La Fédération nationale bovine (FNB) a demandé le 13 mai la suspension immédiate des importations de viande brésilienne après la publication, le 12 mai, d'une liste provisoire de pays tiers par la Commission européenne. Brésil absent de la liste : ce retrait provisoire est interprété par la FNB comme une confirmation des manquements aux normes sanitaires sur l'utilisation d'antibiotiques et d'hormones dans certains élevages. Les éleveurs français estiment que la situation met en péril la concurrence loyale et la confiance des consommateurs dans la viande bovine sur le marché national et européen. La FNB a demandé des mesures rapides pour protéger les exploitations françaises.
Pour la fédération, le dossier n'est pas nouveau et s'ajoute à des révélations antérieures selon lesquelles des lots importés pourraient avoir été traités avec des substances interdites dans l'UE. La Commission a reconnu en début d'année des cas d'importation de viande traitée à l'oestradiol 17β, déclenchant la colère des syndicats agricoles. import d'oestradiol reconnu revient comme argument central des éleveurs pour dénoncer un « défaut de contrôle » côté brésilien et une « tolérance » côté européen, selon Patrick Bénézit, président de la FNB.

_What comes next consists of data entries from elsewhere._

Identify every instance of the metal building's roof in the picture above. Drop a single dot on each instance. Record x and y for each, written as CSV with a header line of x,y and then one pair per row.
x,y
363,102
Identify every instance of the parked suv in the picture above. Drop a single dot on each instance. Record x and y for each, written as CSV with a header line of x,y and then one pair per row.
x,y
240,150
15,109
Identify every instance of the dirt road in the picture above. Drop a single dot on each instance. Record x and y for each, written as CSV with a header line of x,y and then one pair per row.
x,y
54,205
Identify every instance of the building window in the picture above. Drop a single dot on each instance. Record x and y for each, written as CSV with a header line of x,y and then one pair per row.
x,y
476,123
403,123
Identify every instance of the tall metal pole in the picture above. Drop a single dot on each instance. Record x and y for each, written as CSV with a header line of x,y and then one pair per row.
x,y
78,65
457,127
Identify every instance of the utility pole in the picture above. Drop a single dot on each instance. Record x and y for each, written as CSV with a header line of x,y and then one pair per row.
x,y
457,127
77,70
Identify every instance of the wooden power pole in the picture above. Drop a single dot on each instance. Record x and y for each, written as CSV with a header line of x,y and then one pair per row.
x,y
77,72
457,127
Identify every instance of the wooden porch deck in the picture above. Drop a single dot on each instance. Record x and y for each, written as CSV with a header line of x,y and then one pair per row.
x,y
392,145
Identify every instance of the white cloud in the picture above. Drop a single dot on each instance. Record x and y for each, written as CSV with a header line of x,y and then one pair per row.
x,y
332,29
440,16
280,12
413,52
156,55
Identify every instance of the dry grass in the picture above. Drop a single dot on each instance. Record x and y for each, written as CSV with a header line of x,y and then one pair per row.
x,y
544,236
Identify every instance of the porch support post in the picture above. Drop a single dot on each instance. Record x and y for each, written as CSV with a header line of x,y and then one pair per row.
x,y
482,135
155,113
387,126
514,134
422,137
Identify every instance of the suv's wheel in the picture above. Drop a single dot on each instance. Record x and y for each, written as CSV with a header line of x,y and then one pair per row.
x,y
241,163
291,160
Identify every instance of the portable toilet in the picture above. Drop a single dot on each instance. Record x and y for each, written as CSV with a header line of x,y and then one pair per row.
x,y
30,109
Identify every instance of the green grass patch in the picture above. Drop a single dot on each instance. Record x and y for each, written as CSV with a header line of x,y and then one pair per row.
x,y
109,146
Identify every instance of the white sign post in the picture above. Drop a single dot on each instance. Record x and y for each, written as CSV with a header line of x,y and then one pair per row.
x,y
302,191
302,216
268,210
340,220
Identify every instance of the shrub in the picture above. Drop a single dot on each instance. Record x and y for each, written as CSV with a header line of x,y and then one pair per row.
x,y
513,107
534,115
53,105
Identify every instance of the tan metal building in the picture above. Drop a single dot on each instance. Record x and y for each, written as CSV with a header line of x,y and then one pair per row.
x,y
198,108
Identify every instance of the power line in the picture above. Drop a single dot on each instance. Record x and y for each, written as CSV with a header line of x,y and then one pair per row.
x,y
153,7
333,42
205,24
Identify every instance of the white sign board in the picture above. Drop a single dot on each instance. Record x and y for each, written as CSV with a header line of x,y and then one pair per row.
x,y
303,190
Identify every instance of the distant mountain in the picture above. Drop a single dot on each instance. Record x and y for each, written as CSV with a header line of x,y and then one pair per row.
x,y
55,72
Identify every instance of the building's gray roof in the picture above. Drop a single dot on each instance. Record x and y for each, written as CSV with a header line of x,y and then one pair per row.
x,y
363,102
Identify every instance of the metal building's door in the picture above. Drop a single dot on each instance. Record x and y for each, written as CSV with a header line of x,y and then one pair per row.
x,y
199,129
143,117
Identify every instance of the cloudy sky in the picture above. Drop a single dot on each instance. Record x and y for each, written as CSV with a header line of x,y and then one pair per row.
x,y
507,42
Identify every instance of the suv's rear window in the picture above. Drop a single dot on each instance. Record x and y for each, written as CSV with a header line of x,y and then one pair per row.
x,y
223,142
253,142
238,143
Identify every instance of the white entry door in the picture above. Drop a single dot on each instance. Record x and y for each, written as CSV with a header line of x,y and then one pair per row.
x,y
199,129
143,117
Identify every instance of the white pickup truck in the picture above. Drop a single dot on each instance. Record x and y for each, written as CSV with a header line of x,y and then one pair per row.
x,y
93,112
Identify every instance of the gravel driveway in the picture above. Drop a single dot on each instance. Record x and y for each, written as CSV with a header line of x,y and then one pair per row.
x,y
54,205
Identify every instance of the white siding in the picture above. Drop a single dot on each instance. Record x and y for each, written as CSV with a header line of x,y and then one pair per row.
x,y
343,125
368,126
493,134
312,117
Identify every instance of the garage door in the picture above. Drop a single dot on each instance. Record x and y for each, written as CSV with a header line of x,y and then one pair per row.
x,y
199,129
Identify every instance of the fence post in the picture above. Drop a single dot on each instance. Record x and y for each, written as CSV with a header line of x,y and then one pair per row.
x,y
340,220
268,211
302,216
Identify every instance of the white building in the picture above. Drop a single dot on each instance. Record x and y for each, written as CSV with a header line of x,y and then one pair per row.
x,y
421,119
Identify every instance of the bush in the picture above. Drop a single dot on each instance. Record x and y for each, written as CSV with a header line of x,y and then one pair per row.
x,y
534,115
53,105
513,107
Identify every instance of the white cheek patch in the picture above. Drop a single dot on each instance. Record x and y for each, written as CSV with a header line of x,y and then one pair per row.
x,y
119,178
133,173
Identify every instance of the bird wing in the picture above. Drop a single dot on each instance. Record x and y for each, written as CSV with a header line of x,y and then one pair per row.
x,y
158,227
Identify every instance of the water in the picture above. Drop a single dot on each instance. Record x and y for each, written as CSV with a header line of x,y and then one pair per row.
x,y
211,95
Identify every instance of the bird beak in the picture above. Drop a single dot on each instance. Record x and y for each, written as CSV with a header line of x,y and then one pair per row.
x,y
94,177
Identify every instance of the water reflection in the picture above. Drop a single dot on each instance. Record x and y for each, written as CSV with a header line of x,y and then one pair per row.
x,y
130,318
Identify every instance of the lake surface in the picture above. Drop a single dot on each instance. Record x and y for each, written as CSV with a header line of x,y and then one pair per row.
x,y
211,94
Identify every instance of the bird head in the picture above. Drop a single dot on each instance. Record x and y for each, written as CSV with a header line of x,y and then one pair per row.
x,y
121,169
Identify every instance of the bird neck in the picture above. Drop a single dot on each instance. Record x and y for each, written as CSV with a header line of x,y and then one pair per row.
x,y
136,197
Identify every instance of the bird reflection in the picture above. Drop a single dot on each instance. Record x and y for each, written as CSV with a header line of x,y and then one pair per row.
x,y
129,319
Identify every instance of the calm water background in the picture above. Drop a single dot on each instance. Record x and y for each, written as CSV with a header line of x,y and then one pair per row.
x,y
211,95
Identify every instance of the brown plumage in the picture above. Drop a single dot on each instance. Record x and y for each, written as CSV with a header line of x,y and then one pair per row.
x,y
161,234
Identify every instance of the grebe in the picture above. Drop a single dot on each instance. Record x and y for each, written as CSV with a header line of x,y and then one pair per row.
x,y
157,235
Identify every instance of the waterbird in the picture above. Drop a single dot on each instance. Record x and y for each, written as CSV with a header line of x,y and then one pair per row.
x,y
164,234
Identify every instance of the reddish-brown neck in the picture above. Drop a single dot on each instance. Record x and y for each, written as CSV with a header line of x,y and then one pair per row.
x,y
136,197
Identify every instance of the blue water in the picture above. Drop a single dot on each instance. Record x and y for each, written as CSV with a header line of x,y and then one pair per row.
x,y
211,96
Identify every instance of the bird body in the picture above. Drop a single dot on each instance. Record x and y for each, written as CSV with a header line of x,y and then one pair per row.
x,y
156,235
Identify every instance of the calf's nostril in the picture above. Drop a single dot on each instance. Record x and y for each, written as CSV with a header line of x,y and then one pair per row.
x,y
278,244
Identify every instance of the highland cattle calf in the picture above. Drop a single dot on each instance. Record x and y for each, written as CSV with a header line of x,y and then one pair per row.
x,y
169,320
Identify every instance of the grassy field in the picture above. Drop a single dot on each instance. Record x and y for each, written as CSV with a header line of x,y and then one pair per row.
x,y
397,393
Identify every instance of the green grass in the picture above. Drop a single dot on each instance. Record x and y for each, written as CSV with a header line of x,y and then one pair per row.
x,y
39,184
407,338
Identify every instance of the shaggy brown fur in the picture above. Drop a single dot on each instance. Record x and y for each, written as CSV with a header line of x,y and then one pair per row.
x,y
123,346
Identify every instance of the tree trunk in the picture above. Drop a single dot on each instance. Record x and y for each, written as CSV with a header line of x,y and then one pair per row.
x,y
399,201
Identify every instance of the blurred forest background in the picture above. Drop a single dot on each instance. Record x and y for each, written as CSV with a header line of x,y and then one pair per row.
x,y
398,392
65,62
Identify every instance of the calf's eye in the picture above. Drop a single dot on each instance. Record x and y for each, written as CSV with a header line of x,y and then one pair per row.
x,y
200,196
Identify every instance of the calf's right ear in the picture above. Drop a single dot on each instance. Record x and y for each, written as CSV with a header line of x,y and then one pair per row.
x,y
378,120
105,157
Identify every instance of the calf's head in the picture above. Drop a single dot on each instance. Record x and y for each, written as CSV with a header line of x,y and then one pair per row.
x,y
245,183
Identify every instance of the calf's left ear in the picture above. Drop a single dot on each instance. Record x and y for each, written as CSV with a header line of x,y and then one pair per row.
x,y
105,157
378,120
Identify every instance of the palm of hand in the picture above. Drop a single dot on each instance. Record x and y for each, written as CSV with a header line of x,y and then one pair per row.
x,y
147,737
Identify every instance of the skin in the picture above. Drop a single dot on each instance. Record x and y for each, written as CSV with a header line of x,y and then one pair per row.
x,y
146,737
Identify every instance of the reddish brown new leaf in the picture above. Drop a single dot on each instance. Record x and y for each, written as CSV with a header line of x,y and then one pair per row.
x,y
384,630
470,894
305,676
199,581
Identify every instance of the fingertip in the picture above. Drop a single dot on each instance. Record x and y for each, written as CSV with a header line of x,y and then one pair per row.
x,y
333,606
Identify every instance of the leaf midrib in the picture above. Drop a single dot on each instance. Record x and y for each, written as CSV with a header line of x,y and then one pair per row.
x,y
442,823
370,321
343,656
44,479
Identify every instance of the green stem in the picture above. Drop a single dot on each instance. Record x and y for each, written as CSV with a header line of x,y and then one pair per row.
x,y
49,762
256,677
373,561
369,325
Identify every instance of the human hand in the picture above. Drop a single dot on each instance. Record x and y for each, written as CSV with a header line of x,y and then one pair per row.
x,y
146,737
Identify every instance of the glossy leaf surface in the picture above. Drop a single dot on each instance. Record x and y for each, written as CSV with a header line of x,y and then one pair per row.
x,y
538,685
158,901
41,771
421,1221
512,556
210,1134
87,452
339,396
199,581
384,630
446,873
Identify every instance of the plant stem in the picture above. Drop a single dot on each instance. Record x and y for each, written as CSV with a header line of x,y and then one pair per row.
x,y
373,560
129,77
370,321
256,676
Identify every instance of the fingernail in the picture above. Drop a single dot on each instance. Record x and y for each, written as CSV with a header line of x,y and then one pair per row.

Bruxelles a toutefois choisi une approche graduée : la liste publiée le 12 mai est provisoire et doit être finalisée en septembre, après échanges entre États membres et contrôles complémentaires. liste finale en septembre indique que, pour l'instant, les flux commerciaux ne sont pas bloqués automatiquement et que des procédures d'évaluation restent en cours. Cette temporisation est perçue comme insuffisante par la FNB qui dénonce un risque de concurrence déloyale et d'atteinte à la sécurité sanitaire.
La FNB réclame trois mesures immédiates et claires pour faire face à la situation, en demandant à l'État et à l'Union européenne d'intervenir sans délai :
Suspension immédiate des importations de viandes bovines en provenance du Brésil, jusqu'à vérification complète des systèmes de contrôle sanitaires ;
retrait de l'application provisoire de l'accord de libre-échange avec le Mercosur, tant que des garanties sanitaires et de traçabilité ne sont pas fournies ;
renégociation ou annulation définitive de l'accord si le respect des normes européennes ne peut être assuré de façon vérifiable.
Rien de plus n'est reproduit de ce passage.